# Tortoise Photography



## prominent-beats (Mar 12, 2013)

I love my little ones <3

Squirt, my big girl (bright red lil girl)
Iggy, yellow colored red footed tortoise (just got him a couple weeks ago, and his shell fungus is clearing up nicely!)
Koopa, the little yellow foot I had for about eight months. He was sick from the day I got him. RIP <3


----------



## Eloise's mommy (Mar 12, 2013)

Beautiful babies and wonderful photography!!!


----------



## Torts4Life! (Mar 12, 2013)

Adorable Photos!! You're a great photographer with very cute tortoises!!


----------



## wellington (Mar 12, 2013)

Very nice photos.
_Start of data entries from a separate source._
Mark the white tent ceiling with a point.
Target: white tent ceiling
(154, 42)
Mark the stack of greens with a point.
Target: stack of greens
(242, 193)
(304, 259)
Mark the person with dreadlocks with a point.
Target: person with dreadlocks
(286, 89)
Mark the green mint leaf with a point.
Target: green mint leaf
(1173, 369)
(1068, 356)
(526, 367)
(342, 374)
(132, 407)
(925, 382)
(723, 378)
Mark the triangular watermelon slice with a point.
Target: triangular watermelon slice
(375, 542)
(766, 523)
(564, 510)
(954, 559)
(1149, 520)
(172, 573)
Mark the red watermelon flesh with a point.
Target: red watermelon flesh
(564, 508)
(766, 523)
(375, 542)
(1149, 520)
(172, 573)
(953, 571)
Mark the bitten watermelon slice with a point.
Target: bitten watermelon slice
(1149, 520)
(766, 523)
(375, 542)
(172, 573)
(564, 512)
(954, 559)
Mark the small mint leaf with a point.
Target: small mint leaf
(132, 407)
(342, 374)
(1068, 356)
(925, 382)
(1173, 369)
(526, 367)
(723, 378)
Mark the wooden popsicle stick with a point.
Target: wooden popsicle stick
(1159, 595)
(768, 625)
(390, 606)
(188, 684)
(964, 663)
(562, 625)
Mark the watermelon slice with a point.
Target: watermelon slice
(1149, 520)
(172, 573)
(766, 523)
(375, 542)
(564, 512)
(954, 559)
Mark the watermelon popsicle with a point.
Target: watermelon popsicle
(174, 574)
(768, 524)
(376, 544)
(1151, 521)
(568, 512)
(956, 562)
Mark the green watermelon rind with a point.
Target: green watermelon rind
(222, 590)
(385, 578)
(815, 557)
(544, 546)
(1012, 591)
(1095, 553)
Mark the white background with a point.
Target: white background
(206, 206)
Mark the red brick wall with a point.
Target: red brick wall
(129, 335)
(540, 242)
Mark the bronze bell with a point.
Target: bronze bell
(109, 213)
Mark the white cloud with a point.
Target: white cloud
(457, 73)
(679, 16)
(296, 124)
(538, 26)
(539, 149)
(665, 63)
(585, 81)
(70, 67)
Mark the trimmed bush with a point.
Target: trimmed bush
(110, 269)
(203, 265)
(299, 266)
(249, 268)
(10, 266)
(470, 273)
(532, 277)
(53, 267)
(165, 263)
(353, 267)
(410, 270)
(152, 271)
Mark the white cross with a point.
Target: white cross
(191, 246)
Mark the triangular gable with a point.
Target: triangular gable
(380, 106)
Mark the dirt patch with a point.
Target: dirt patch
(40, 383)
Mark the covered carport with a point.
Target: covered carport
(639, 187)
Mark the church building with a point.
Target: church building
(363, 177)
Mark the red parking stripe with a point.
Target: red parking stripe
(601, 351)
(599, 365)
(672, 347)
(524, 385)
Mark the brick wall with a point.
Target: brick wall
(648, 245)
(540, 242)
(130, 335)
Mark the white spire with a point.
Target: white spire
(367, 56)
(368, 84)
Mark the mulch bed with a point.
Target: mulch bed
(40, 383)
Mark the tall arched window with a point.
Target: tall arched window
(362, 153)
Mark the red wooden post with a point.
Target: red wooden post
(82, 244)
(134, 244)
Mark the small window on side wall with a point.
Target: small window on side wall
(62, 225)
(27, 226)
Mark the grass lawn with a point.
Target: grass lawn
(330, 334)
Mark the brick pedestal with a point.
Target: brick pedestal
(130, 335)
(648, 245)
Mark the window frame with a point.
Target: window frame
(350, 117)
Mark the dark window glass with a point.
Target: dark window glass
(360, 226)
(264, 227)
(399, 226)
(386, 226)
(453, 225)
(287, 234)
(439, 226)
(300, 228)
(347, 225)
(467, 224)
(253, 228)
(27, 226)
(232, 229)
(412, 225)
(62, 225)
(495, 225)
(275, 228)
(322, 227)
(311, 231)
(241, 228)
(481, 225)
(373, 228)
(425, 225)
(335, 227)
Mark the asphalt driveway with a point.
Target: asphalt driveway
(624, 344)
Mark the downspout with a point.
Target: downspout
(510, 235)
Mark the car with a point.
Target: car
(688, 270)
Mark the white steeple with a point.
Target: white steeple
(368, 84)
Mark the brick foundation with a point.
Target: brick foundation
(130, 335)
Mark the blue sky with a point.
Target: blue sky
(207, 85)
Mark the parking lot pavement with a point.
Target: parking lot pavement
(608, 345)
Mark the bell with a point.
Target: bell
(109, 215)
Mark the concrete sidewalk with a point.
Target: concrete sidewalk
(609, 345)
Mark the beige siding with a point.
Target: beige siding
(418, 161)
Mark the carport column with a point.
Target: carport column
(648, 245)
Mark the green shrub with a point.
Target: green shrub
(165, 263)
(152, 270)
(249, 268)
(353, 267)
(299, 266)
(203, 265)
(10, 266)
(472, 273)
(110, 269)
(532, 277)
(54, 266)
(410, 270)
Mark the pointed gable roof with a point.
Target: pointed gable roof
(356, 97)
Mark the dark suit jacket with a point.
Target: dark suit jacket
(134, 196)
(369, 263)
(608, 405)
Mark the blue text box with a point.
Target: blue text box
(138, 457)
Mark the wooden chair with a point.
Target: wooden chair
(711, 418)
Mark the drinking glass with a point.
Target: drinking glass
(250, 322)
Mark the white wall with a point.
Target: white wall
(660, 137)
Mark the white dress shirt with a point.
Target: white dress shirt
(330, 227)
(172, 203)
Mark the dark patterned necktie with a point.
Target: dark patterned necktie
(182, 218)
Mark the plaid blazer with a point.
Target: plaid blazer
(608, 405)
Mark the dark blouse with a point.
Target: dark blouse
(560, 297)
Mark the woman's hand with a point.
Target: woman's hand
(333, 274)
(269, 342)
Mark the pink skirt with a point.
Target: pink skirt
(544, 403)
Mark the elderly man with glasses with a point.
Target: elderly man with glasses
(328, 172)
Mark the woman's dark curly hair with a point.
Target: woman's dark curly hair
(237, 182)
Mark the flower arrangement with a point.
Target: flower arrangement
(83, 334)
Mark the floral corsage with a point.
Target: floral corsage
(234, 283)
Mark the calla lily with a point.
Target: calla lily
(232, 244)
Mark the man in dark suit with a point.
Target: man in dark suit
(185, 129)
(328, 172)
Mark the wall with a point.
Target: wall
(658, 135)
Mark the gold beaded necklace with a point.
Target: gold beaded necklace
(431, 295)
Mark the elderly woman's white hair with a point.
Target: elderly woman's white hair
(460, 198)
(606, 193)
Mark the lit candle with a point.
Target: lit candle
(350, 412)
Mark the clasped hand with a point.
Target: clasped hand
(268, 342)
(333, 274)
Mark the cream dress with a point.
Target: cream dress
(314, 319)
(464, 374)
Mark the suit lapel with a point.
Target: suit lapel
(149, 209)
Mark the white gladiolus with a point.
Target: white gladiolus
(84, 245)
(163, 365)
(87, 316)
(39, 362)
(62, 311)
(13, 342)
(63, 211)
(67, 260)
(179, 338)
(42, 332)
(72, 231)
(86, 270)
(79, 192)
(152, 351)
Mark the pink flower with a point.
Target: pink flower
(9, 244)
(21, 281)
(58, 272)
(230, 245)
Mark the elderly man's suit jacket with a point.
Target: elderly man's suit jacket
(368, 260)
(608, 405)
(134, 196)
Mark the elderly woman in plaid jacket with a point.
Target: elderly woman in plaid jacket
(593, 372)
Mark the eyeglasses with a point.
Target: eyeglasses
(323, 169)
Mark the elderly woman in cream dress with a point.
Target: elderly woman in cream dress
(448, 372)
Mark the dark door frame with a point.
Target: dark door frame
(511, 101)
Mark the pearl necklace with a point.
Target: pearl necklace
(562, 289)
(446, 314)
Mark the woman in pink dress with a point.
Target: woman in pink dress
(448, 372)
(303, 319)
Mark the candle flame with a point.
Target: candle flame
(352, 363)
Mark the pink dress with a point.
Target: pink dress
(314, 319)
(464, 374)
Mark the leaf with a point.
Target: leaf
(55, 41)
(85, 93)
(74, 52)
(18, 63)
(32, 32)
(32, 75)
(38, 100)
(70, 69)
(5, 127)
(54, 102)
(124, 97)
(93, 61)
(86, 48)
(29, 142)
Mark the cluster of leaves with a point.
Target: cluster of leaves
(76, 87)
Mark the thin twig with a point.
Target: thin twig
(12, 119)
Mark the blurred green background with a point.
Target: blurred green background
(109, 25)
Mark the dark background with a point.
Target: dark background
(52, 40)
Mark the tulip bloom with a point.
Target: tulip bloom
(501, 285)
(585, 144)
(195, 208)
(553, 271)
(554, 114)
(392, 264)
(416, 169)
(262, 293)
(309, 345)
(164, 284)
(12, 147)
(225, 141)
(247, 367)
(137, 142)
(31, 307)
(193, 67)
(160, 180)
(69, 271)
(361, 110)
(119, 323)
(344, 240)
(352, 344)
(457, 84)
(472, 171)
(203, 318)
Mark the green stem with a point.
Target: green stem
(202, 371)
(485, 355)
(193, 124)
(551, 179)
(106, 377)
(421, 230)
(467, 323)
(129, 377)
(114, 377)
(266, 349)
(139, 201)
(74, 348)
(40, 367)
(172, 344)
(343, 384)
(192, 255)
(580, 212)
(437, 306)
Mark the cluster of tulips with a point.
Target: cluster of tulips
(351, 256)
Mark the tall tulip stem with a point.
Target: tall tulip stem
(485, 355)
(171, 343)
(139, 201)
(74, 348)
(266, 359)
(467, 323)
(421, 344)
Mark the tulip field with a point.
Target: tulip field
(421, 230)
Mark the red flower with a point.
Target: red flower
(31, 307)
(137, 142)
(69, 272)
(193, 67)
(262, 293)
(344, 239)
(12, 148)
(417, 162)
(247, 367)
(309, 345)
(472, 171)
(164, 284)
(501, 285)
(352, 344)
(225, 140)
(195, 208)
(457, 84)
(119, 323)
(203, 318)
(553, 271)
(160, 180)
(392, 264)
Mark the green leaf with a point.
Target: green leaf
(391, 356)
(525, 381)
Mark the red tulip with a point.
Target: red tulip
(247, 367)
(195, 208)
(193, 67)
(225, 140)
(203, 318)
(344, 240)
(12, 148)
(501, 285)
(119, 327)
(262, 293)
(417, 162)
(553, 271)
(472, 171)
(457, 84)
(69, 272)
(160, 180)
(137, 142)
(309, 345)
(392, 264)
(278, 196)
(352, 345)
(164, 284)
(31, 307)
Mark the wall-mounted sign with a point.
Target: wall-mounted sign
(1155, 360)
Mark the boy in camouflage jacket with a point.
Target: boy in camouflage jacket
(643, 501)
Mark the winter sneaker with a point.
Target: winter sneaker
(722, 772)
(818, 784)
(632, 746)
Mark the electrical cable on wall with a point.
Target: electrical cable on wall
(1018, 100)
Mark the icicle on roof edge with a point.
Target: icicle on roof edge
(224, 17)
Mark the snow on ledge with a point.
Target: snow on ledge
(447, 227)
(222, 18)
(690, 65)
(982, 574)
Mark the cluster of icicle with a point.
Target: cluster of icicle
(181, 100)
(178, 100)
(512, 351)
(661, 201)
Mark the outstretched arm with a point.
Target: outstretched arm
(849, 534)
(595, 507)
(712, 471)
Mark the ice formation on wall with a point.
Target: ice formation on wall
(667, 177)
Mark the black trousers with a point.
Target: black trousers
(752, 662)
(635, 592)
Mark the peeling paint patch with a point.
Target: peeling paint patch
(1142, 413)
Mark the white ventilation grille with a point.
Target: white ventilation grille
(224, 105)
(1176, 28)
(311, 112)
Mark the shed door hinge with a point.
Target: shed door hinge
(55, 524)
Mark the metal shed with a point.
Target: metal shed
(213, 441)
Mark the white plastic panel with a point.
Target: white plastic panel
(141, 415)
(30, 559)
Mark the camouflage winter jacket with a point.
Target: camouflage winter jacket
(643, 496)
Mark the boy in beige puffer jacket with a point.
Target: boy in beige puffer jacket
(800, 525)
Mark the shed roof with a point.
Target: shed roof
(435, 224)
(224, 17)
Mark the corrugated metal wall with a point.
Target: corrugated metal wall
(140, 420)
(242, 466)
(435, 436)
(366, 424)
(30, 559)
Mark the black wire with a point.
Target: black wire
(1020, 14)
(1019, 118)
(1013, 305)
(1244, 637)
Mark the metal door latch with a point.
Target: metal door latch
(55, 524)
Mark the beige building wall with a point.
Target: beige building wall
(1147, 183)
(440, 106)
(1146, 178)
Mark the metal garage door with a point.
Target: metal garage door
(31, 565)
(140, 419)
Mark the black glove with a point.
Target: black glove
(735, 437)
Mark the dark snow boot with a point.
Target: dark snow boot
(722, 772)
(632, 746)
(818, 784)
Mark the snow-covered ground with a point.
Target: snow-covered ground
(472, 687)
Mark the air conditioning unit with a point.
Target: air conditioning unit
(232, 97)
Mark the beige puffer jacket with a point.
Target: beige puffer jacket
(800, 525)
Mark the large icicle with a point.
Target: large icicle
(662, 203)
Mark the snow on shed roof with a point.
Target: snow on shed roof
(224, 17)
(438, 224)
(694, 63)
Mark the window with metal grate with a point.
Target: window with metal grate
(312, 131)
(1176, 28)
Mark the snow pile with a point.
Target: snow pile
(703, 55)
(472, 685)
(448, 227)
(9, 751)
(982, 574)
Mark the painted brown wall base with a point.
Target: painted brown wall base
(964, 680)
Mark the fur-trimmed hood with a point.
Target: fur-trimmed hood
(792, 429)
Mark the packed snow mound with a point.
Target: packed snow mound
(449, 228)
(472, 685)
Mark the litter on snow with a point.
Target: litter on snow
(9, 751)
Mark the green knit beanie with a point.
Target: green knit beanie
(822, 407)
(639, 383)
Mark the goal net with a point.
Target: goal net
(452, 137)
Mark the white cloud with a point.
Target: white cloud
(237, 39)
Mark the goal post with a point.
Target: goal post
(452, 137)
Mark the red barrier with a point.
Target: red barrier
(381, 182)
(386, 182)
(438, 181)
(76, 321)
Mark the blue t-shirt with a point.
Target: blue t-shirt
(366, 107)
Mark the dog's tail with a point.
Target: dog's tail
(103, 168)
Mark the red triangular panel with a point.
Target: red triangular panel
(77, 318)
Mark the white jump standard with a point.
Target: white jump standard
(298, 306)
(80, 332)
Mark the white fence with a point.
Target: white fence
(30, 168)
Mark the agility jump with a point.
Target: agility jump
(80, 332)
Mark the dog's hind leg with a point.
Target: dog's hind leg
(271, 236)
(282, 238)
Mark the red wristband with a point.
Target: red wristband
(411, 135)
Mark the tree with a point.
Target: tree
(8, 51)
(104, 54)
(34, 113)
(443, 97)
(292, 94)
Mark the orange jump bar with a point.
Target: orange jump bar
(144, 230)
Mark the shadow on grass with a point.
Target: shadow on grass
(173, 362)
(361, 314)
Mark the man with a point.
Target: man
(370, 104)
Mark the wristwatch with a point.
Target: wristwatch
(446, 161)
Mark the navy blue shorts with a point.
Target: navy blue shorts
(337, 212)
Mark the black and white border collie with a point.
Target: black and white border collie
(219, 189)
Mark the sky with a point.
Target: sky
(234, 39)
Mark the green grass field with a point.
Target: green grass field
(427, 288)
Sorry for the loss of your little one, Koopa.


----------



## AZtortMom (Mar 12, 2013)

Wonderful pictures


----------



## MasterOogway (Mar 12, 2013)

I live the phot shoot! My favorite us the one with the sunflower.


----------



## mainey34 (Mar 12, 2013)

Thank you for sharing..


----------



## Blakem (Mar 12, 2013)

Love the photos! I hope I can do some of these in the near future.


----------



## summonerofdoubt (Mar 13, 2013)

Nice!


----------